4 pork loin chops, 1-inch thick (preferably bone-in, center-cut)

Salt

Freshly ground pepper

2 tablespoons olive oil

2 firm apples (such as Jonathan, Rome Beauty or Granny Smith), cored and sliced 1/2-inch thick

2 cloves garlic, minced

1 teaspoon grated ginger root

1/2 cup chicken stock

1/2 cup dry apple cider or fresh apple juice

2 tablespoons butter

* Season pork chops with salt and pepper. Heat oil in large skillet over high heat until hot. Sear pork chops until golden brown, 1 to 2 minutes on each side. Remove chops and set aside on plate.
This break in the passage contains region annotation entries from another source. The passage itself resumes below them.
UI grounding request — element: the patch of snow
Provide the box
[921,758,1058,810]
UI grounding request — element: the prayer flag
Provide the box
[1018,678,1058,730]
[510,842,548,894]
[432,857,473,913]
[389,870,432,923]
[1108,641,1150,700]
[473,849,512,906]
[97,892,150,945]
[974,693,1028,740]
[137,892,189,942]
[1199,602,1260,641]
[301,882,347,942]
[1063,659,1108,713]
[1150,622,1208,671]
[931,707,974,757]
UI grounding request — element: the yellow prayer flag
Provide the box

* Reduce heat to medium. Add apples and saute until they begin to soften, about 3 minutes. Stir in garlic and ginger. Return chops to skillet, pushing apple slices to edge of pan or arranging them over meat. Cover pan, reduce heat to low, and cook chops until nicely browned on bottom side, 4 to 5 minutes. Turn chops and stir apples. Cover and cook 3 to 4 minutes, or until meat is faintly pink near bone. Remove chops to plate and cover.
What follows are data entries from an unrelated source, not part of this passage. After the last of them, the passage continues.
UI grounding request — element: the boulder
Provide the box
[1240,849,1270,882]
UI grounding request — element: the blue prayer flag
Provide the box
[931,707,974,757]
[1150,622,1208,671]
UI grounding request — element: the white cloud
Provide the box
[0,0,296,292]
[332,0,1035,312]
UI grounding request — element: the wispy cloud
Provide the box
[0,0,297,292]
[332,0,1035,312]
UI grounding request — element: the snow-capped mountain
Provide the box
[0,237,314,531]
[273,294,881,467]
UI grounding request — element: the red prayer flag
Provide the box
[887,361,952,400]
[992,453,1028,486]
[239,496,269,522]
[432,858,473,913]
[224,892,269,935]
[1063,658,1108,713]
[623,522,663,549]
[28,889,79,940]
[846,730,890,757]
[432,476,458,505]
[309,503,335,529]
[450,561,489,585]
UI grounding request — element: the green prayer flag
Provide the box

* Increase heat to high and add stock, apple cider and butter. Cook sauce, stirring occasionally, until reduced and thickened, about 5 minutes. Season to taste with salt and pepper. Drizzle sauce and apples over pork chops and serve immediately.

4 servings. Each serving: 404 calories; 278 mg sodium; 75 mg cholesterol; 31 grams fat; 14 grams carbohydrates; 17 grams protein; 0.46 gram fiber.